The Miami royal wedding

Thirty years ago, when our current Prince Charming’s father got married, I was living in Florida, where my dad was constructing the Metro-Dade rapid transit system. The family was used to living in funny places, having spent the previous five years in and around the Middle East, and the decade before, in Australia. We moved to Miami straight from Pakistan, and we kids were delighted to be in a country where blonde teenage girls were not regarded as exotic objects (merely the pests they are) and global fast food outlets replaced the rather more homespun stalls of the streets of Islamabad. The best place for us was the drive-thru Burger King, where we always had to repeat the order, because the lady serving ‘loved our accents’.

The only problem was that, patriots to the last, we would not be in England for the wedding of the century, but fortunately the American TV networks promised full coverage. It would just mean getting up at 5 am to view it all.

Our American neighbours were keen to watch the wedding with us, because, as Brits, we would obviously be experts. Luckily, we are.
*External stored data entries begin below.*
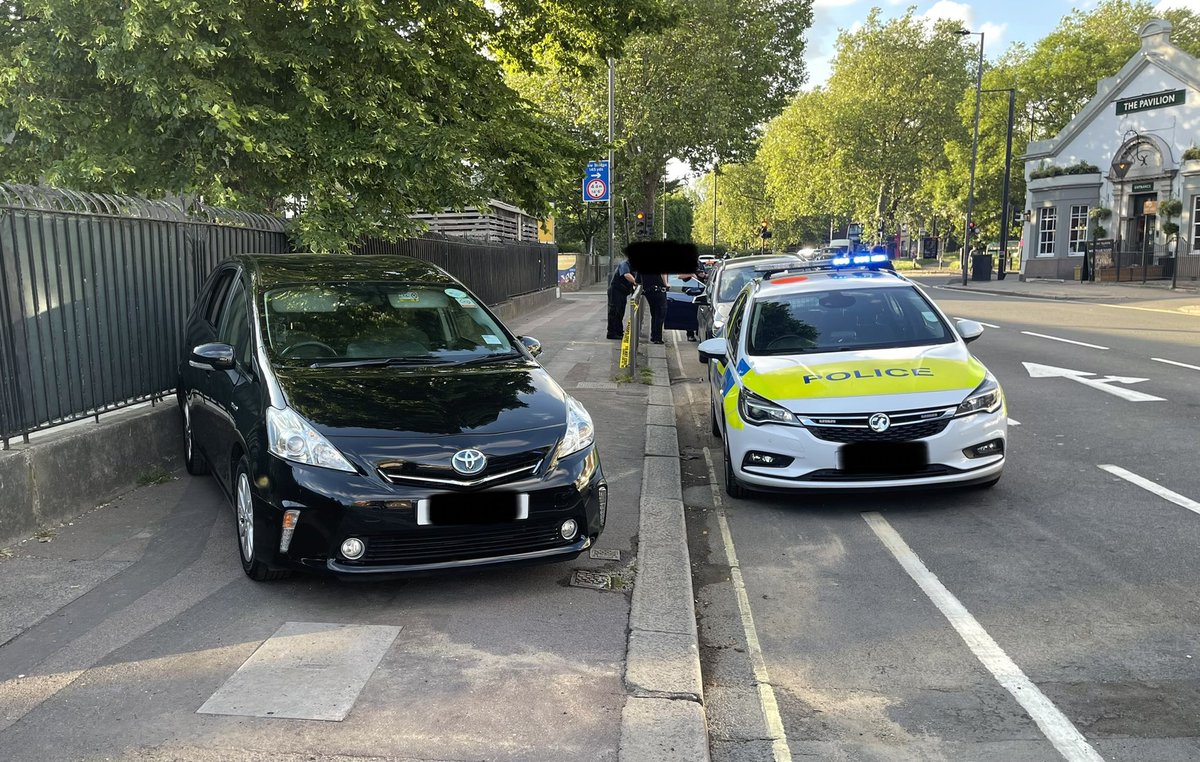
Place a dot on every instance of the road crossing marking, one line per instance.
(1152, 486)
(1066, 341)
(780, 753)
(1057, 729)
(1194, 367)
The family is ingrained with a deep sense of history, and my mother will never dine out anywhere unless there is a strict order of precedence and a Top Table for her to sit at.

Sporting new gold crowns from Burger King, my parents entertained the neighbours with stories of the Coronation (my granny won a WI * lottery and slept out in the Mall **), a military inspection by the Queen Mother in 1962 when they were in the TA*** as students, and showed them a picture of my uncle meeting the Queen just four years earlier. In Miami in 1981, that just about made us royalty.

The only question we couldn’t answer satisfactorily was why Diana was going through with it. The neighbours were entranced by the beautiful Lady Diana Spencer, and despite our assurances that she would be a marvellous queen because she came from the nobility and would know what’s what, and the whispered asides that surely untold wealth must be an important factor in their relationship, they still could not understand it. Rather indignantly, we asked what was wrong with Prince Charles, a perfectly decent chap, as the parents confidently said.

Bluntly, the neighbours said it was his ears and they wondered aloud why Diana was not opting for Prince Andrew instead.

They really didn’t get it, so we told it to them straight. Prince Andrew may have had neater ears and a cheesier smile, but as number one son, Charles would get the throne. The neighbours shrugged and remarked that perhaps the ears would help the crown stay on securely.

Thirty years on, Prince Andrew’s charms have faded, and although Charles hasn’t yet tested the crown-bearing utility of his ears, he’s still in pole position for the throne.


Notes for foreigners

* The WI is the Womens’ Institute, a doughty voluntary organisation involving jam and Jerusalem.

** Pronounced ‘Mal’ to rhyme with ‘Hal’, the Mall in London is the road from Buckingham Palace to Admiralty Arch and Trafalgar Square. There are no shops on it.

*** TA – Territorial Army, Britain’s part-time volunteer soldiers.